William Dunlap wrote:
I can reproduce the difference that Stefan saw, depending
on whether or not I start Rgui with the flags
--no-environ --no-Rconsole
I think it boils down to the isBlankString() function.
For the string "\247" it returns 1 when those flags are
not present and 0 when they are. isBlankString does use
some locale-specific functions:
Rboolean isBlankString(const char *s)
{
#ifdef SUPPORT_MBCS
if(mbcslocale) {
wchar_t wc; int used; mbstate_t mb_st;
mbs_init(&mb_st);
while( (used = Mbrtowc(&wc, s, MB_CUR_MAX, &mb_st)) ) {
if(!iswspace(wc)) return FALSE;
s += used;
}
} else
#endif
while (*s)
if (!isspace((int)*s++)) return FALSE;
return TRUE;
}
I was using R 2.8.1, downloaded precompiled from CRAN, on Windows
XP SP3. The outputs of sessionInfo() and Sys.getenv() are the same
in both sessions. 'Process Explorer' shows that the 2 sessions
have the same dll's opened.
Thanks for that analysis Bill!
Stefan was in "German_Austria.1252" which I don't think is multibyte, so
only the else-clause should be relevant, pointing the finger rather
squarely at isspace(). Googling indicates that others have been caught
out by signed/unsigned char issues there. Should this possibly rather read
if (!isspace((unsigned int)*s++)) return FALSE;
??
sessionInfo()
R version 2.8.1 (2008-12-22)
i386-pc-mingw32
locale:
LC_COLLATE=English_United States.1252;LC_CTYPE=English_United
States.1252;LC_MONETARY=English_United
States.1252;LC_NUMERIC=C;LC_TIME=English_United States.1252
attached base packages:
[1] stats graphics grDevices utils datasets methods base
I did the test with a dll compiled from
#include <R.h>
#include <R_ext/Utils.h>
void test_isBlankString(char **s, int *res)
{
*res = isBlankString(*s) ;
}
and called by .C("test_isBlankString","\247",-1L)

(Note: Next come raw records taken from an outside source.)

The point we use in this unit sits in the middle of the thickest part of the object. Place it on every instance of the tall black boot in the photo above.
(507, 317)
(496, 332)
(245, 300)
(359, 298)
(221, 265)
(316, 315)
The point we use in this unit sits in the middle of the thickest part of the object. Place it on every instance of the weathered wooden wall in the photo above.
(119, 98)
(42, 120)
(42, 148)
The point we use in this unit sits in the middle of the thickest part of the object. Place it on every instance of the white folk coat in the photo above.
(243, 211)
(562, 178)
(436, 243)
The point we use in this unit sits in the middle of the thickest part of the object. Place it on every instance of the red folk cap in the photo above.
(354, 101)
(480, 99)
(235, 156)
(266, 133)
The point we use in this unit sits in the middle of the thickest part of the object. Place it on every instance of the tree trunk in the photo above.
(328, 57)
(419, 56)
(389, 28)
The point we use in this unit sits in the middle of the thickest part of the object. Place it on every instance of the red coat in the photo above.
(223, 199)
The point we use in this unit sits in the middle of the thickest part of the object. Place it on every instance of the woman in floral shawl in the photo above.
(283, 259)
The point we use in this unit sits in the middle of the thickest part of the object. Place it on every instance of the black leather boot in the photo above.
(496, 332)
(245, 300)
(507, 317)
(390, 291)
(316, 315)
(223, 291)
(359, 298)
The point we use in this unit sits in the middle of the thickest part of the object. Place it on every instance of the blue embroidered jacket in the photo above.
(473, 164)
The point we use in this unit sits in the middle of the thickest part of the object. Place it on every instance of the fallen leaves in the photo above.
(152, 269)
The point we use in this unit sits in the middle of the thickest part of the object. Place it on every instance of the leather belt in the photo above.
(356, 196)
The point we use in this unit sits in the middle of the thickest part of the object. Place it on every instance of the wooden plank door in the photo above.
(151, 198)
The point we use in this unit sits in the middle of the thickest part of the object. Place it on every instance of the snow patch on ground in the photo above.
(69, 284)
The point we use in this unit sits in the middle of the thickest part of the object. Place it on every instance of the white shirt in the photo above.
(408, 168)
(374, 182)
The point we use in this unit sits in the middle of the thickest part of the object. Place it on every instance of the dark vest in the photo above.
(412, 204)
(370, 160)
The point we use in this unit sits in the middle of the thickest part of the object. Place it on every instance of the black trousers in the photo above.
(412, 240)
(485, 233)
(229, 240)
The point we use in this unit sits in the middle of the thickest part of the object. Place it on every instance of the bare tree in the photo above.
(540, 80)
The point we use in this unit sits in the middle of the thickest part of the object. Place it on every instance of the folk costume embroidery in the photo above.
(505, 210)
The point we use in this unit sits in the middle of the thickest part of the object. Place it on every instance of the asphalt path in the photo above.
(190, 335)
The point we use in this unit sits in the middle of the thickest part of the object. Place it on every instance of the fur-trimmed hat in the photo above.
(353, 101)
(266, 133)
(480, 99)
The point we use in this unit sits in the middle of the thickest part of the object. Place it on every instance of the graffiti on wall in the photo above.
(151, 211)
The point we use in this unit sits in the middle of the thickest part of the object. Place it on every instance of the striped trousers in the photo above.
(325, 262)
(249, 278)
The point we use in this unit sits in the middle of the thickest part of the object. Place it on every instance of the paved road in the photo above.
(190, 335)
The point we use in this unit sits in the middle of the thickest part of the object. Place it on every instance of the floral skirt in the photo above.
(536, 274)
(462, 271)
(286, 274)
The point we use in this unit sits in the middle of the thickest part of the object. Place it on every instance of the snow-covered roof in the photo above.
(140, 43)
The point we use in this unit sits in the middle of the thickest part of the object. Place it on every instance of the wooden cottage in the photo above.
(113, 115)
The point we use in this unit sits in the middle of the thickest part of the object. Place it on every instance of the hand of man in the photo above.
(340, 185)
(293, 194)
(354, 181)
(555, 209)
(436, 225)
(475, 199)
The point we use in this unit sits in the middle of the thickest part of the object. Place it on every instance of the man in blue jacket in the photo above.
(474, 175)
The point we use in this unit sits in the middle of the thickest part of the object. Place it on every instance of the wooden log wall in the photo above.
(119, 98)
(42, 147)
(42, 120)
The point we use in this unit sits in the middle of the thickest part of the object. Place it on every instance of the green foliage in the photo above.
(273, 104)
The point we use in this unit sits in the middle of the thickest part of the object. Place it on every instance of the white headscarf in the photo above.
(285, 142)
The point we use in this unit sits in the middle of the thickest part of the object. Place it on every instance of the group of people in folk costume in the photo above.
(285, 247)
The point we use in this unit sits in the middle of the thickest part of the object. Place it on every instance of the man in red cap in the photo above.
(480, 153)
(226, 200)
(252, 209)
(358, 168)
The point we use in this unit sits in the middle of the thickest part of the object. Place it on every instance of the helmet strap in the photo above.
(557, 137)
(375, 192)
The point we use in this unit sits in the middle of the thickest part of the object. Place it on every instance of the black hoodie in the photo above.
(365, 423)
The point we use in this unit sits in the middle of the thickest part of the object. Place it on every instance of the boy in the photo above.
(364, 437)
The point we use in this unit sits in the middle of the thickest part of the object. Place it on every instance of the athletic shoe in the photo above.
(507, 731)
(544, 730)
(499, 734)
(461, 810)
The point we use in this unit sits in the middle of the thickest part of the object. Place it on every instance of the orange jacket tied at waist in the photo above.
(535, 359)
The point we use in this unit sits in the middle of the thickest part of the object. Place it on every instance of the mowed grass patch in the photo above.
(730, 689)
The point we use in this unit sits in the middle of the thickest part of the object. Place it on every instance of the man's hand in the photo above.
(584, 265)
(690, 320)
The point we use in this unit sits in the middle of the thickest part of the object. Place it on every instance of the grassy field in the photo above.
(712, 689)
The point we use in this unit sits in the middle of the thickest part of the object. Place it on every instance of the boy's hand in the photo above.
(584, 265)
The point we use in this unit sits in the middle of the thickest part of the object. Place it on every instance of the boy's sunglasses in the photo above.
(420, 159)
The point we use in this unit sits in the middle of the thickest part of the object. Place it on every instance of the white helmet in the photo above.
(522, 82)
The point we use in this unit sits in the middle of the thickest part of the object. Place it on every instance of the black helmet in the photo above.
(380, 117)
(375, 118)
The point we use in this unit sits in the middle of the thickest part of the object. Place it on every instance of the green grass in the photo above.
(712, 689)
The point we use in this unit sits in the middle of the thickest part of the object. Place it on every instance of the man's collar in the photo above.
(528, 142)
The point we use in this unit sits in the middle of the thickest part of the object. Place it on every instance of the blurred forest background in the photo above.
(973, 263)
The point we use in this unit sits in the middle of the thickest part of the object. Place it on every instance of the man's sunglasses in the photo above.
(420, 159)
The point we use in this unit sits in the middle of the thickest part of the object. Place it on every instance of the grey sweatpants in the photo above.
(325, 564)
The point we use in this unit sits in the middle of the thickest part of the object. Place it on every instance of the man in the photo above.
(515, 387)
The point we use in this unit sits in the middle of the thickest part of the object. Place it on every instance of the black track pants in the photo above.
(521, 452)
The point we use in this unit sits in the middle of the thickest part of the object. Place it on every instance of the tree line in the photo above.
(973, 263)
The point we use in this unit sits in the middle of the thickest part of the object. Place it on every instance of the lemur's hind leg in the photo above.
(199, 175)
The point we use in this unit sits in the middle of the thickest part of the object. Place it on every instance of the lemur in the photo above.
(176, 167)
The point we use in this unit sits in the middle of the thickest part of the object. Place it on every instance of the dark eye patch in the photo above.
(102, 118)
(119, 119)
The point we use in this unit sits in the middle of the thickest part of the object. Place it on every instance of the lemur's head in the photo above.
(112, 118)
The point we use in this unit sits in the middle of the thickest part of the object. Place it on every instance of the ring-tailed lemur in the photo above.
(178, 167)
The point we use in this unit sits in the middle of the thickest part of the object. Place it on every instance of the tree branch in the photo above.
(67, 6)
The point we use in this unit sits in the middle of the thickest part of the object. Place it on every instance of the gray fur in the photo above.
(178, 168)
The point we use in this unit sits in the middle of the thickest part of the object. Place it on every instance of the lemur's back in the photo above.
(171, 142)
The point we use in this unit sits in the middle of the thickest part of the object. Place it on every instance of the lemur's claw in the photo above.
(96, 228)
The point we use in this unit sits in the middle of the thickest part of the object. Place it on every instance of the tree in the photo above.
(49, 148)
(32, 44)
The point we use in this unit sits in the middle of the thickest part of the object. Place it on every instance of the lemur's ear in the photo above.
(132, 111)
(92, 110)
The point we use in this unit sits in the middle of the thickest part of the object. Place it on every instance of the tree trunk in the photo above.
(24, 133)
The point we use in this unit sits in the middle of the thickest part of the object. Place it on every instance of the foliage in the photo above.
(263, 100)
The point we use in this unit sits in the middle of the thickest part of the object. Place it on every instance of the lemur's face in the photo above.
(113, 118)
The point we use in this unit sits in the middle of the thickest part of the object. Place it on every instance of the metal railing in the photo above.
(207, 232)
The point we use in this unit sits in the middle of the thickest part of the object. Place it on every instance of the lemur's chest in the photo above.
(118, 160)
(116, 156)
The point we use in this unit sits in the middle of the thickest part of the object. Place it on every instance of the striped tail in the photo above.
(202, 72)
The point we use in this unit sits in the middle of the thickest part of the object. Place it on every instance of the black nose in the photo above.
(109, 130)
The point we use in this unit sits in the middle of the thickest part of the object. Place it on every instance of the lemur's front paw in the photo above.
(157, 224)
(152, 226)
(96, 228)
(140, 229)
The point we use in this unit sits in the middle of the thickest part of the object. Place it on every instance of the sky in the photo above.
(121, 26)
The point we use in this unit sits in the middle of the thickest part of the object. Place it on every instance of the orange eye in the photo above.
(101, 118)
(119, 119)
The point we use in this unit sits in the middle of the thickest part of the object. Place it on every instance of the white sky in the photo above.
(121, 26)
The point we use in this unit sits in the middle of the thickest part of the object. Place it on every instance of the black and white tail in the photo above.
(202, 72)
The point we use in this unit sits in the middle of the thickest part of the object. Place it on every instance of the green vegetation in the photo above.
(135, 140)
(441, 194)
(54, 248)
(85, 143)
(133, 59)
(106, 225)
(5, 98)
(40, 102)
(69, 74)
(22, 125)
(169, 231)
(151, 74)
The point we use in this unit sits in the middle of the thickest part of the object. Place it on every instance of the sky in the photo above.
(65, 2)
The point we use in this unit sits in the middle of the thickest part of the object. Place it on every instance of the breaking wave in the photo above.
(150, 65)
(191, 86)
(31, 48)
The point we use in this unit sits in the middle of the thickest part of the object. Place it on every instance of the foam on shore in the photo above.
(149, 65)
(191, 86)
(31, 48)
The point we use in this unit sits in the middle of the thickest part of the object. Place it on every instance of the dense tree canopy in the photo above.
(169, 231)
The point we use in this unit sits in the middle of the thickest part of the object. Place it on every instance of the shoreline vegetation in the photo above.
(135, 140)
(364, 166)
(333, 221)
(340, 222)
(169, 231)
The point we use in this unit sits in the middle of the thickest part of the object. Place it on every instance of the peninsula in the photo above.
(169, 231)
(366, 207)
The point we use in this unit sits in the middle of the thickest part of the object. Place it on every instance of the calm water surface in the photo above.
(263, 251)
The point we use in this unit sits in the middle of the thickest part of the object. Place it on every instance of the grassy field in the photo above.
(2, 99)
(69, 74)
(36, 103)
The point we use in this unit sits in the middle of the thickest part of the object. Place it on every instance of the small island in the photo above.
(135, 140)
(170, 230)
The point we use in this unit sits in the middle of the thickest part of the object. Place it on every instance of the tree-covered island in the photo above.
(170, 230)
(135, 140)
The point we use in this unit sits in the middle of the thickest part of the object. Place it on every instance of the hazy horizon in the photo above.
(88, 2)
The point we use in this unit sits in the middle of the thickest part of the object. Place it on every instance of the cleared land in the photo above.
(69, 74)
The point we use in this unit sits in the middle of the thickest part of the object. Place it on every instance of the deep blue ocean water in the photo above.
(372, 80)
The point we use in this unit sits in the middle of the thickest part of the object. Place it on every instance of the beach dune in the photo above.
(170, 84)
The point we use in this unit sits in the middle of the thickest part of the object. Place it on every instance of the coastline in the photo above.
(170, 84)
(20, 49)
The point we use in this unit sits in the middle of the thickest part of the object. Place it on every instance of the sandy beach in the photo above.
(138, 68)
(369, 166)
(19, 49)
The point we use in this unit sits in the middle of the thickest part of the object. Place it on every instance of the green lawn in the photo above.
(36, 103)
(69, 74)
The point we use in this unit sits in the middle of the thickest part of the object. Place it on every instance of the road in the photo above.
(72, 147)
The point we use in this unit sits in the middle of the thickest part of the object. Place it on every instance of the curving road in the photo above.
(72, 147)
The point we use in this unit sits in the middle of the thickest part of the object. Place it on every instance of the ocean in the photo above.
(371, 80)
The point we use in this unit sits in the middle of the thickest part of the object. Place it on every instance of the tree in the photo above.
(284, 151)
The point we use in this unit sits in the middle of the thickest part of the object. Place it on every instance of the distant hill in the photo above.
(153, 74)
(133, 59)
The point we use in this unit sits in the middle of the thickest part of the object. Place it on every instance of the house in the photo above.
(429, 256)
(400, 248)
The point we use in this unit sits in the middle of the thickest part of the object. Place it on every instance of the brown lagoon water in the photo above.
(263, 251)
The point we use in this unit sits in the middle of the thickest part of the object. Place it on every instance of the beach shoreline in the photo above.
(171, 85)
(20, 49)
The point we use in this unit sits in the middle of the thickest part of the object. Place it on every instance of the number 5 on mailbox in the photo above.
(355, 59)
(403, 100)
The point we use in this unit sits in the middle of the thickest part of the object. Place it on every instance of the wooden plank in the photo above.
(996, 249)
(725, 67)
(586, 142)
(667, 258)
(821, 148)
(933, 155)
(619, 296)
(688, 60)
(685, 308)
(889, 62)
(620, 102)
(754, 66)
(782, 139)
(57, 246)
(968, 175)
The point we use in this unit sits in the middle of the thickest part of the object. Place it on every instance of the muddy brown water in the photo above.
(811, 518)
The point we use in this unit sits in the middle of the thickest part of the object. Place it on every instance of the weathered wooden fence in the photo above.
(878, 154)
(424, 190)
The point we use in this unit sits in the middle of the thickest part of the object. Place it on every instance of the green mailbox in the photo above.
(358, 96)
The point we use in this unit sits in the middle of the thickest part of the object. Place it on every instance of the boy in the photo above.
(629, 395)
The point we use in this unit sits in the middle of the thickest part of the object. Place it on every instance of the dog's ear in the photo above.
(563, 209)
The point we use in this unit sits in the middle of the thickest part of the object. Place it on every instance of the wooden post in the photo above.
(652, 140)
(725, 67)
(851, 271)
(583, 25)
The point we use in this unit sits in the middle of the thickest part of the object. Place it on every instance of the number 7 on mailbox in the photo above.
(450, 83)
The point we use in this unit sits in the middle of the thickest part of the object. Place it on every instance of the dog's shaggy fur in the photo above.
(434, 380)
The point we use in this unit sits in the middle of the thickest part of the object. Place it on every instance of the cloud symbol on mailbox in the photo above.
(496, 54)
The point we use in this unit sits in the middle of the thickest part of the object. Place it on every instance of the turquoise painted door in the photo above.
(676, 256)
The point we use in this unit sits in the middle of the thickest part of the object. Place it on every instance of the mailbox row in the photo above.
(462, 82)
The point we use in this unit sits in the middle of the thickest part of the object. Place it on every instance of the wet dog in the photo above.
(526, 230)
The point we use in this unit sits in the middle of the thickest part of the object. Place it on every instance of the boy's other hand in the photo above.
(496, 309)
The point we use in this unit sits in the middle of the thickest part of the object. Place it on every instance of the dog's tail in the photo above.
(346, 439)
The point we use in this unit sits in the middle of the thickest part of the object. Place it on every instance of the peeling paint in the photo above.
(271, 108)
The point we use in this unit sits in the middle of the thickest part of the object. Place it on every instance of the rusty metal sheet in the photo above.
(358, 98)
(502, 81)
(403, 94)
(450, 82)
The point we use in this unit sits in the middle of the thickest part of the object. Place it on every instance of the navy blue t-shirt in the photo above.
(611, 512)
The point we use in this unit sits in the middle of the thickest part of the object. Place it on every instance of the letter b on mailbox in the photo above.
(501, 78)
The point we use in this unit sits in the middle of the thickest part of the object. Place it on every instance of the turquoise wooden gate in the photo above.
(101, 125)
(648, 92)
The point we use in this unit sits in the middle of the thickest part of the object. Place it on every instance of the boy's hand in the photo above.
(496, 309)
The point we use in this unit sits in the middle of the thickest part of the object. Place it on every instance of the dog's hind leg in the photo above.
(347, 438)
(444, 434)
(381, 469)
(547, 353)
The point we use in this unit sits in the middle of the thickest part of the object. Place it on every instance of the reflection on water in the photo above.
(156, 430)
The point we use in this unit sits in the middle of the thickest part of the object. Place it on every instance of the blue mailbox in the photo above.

I don't see the difference while running a version of 2.9.0(devel)
compiled locally on 11 March 2009 (from svn rev 48116).
Bill Dunlap
TIBCO Software Inc - Spotfire Division
wdunlap tibco.com
-----Original Message-----
From: r-devel-boun...@r-project.org
[mailto:r-devel-boun...@r-project.org] On Behalf Of Peter Dalgaard
Sent: Friday, April 10, 2009 2:03 AM
To: Raberger, Stefan
Cc: r-b...@r-project.org; r-de...@stat.math.ethz.ch
Subject: Re: [Rd] type.convert (PR#13646)
Raberger, Stefan wrote:
Hi Peter,
each of the four PCs actually has the same locale setting:
Sys.setlocale("LC_CTYPE")
[1] "German_Austria.1252"
(all the other settings returned by invoking
Sys.getlocale() are identical as well).
Just to be sure (because it's displayed incorrectly in my
browser on the bugtracking page): the character inside the
type.convert function ought to be a "section"-sign (HTML Code
§ or § , in R "\247", and not a dot ".").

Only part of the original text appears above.